In brief
- Stanford Computer Science Professor Fei-Fei Li said AI’s progress is now limited by systems that cannot understand physical space.
- World models are designed to simulate environments and predict how scenes change over time.
- Early prototypes like Marble hint at how these models could reshape creative work, robotics, and science.
Robots and multimodal artificial intelligence still can’t grasp the physical world, a shortcoming one prominent researcher says is now the field’s biggest obstacle.
Fei-Fei Li, the Stanford computer scientist widely regarded as a pioneer of modern computer vision, said the gap between AI and physical reality has become the tech's most urgent problem and argues that closing it would require systems built around spatial reasoning rather than language alone.
AI is fast approaching the limits of text-based learning, and progress will ultimately depend on “world models,” Li said in a report published Monday.
“At the core of unlocking spatial intelligence is the development of world models—a new type of generative AI that must meet a fundamentally different set of challenges than LLMs,” Li wrote on X. “These models must generate spatially consistent worlds that obey physical laws, process multimodal inputs from images to actions, and predict how those worlds evolve or be interacted with over time.”
What in the world are these models?
The concept of “world models” dates back to the early 1940s, when Scottish philosopher and psychologist Kenneth Craik conducted cognitive science research.

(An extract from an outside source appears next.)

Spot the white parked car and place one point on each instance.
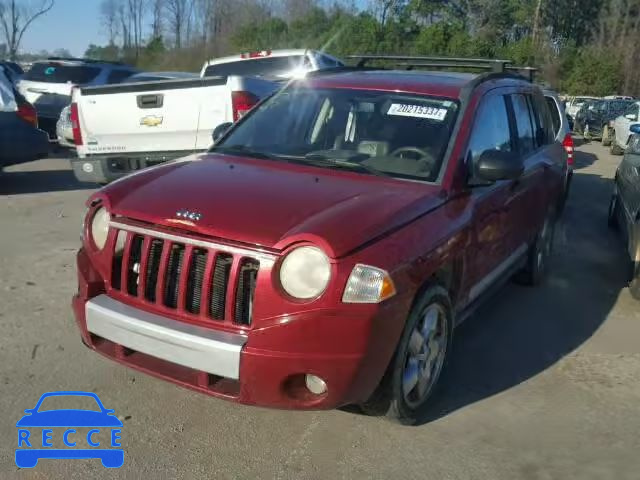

The idea resurfaced in modern AI after David Ha and Jürgen Schmidhuber’s 2018 paper showed that a neural network could learn a compact internal model of an environment and use it as a simulator for planning and control.
Li argued that world models matter because robots and multimodal systems still struggle with grounded spatial reasoning, leaving them unable to judge distances and scene changes, or to predict basic physical outcomes.
“Robots as human collaborators, whether aiding scientists at the lab bench or assisting seniors living alone, can expand part of the workforce in dire need of more labour and productivity,” Li wrote. Real environments follow rules that current machines can’t capture, Li argues.
From gravity shaping motion to materials influencing light, solving this requires systems capable of storing spatial memory and modeling scenes in more than two dimensions.
In September, Li’s company, World Labs, released the beta for Marble, an early world model that produced explorable three-dimensional environments from text or image prompts.
Users could walk through these worlds without time limits or scene drift, and the environments remained consistent rather than morphing or breaking apart, the company claims.
“Marble is only our first step in creating a truly spatially intelligent world model,” Li wrote. “As the progress accelerates, researchers, engineers, users, and business leaders alike are beginning to recognize its extraordinary potential. The next generation of world models will enable machines to achieve spatial intelligence on an entirely new level—an achievement that will unlock essential capabilities still largely absent from today’s AI systems.”
Li said world model use cases include supporting a range of applications because they give AI an internal understanding of how environments behave.
Creators could use them to explore scenes in real time, robots could rely on them to navigate and handle objects more safely, and researchers in science and healthcare could run spatial simulations or improve imaging and lab automation.
Li linked spatial intelligence research back to early biological studies, noting that humans learned to perceive and act long before they developed language.
“Long before written language, humans told stories—painted them on cave walls, passed them through generations, built entire cultures on shared narratives,” she wrote. “Stories are how we make sense of the world, connect across distance and time, explore what it means to be human, and most importantly, find meaning in life and love within ourselves.”
Li said AI needed the same grounding to function in the physical world and argued that its role should be to support people, not replace them. Progress, however, would depend on models that understood how the world worked rather than only describing it.
“AI’s next frontier is Spatial Intelligence, a technology that will turn seeing into reasoning, perception into action, and imagination into creation,” Li said.